On the whole, however, BRI has allowed China to grow its influence in scores of countries. Beijing is leveraging trade relations and building political ties that have allowed it to broker deals that the United States could not or would not. For example, the Biden administration grudgingly admitted that last year’s Iran-Saudi normalization agreement, which Beijing facilitated, could benefit the region.

The United States’ overmilitarized approach to international relations has other harmful side effects. U.S. involvement in major conflicts, either on the ground or through arms sales, inevitably causes tensions with some nations, especially but not limited to the Global South. By contrast, although it has thrown its weight around via military exercises and missile firings in its own region, China has not fought a war in over fifty years.
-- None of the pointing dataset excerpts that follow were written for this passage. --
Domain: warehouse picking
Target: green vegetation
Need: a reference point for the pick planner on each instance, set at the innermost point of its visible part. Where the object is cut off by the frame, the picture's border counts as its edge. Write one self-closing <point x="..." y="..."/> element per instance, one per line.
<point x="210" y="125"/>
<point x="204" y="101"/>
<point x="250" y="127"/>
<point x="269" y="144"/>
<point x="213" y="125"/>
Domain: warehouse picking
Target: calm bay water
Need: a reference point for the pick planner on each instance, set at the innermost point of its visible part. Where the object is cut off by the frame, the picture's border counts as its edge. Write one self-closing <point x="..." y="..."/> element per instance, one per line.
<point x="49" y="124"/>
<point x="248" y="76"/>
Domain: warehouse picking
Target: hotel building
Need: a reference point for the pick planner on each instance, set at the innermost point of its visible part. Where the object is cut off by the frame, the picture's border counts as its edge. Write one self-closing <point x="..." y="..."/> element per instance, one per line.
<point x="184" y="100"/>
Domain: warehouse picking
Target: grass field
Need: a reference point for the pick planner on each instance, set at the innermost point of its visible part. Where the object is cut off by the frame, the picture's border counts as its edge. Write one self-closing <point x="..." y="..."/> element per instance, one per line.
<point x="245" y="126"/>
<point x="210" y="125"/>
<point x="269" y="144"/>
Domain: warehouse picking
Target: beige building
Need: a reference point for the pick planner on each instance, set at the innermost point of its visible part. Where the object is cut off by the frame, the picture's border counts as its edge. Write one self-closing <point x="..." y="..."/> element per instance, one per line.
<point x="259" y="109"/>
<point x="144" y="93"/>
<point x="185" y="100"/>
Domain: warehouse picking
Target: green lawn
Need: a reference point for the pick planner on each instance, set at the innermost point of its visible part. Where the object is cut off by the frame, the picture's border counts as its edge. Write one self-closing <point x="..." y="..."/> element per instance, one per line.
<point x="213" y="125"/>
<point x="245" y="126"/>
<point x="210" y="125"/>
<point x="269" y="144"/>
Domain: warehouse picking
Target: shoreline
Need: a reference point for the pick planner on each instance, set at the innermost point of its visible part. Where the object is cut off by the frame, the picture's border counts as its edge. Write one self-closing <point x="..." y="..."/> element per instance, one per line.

The current U.S. strategy towards China leans far too heavily on developing plans for how to win a war with Beijing, grounded in a determination to outpace it in both traditional and emerging technologies, from hypersonics to nuclear weapons. And while there is occasional lip service given to the need to cooperate with China on fundamental challenges like curbing climate change and preventing pandemics, far more rhetoric and resources have been devoted to treating relations with China as primarily a military problem.

A better approach would involve finding ways to lower tensions and cooperate even in the face of profound differences on issues like human rights and the military balance in the Western Pacific.

As for the competition with China for influence in the international arena, Washington should take a page out of Beijing’s playbook and rebalance its investments and energy towards economic and diplomatic interactions while at the same time moving toward a smaller but still robust defensive capability. Remaining on the current military course will not only be enormously expensive but will likely spur an arms race and increase the risk of a superpower conflict. U.S. policymakers should rebalance the foreign policy tool kit to meet the challenges of the future rather than clinging to the methods of the past.